On Wednesday 18 July 2012 10:30:46 Klaim - Joël Lamotte wrote:
On Wed, Jul 18, 2012 at 7:29 AM, Joel Falcou <joel.falcou@gmail.com> wrote:
As for Pooling, there is still some use cases on embedded systems where you are required to pool some Mb at the beginning of the applications then you want to go through normal allocator/container design to access it. Gb of RAM on COTS computer are not the only use case around ;)
Exactly. For example, for high performance video games on any console, there is no way you will avoid to have to pool memory in a way or another. It is possible to not do this, but in most actino game context it is not acceptable to have slow down because of allocations (though there are diverse ways to fix this, pooling memory is a general one).

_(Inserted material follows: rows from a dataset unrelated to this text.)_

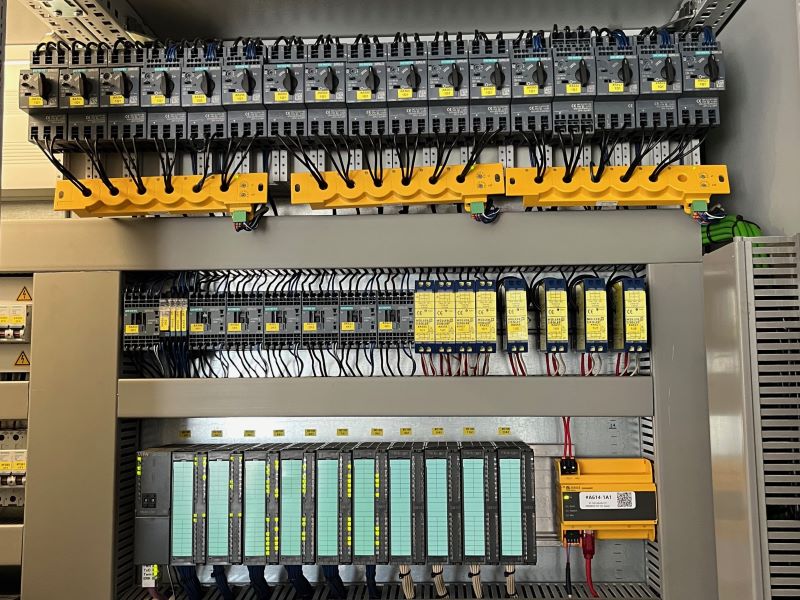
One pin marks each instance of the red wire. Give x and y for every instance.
(589, 581)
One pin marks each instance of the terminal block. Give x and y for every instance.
(532, 83)
(661, 80)
(575, 85)
(366, 87)
(407, 86)
(490, 83)
(448, 84)
(617, 82)
(284, 89)
(325, 83)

Ok, but that implies that the pool has to be at least as fast as the system allocator. Which Boost.Pool isn't. I admit, I am no game developer, but wouldn't be a fast allocator over a non-swappable memory region be a better solution?
Also, and it's very important: budgeting memory is a very important practice in some very high performance games.
Good point, that might be a useful feature.
Andrey Semashev said:
There is also an option to repurpose the library. Pooling raw memory may not be that needed today but pooling constructed objects is another story. More than once I had cases when constructing an object, including collateral resource allocation and initialization, is a costly operation and it is only natural to arrange a pool of such objects. While in the pool, the objects are not destroyed but merely "cleaned". An object can be retrieved and returned to pool multiple times, which saves the costly initialization. I could use a framework for building such pools. I think this is the most productive way of development of the library.
I was thinking is that mostly the Object Pool of Boost Pool was basically what you describe? At least on the purpose, maybe not very efficient in the implementation.
It creates and destroys objects within the pooled memory. Not much different from a raw memory pool.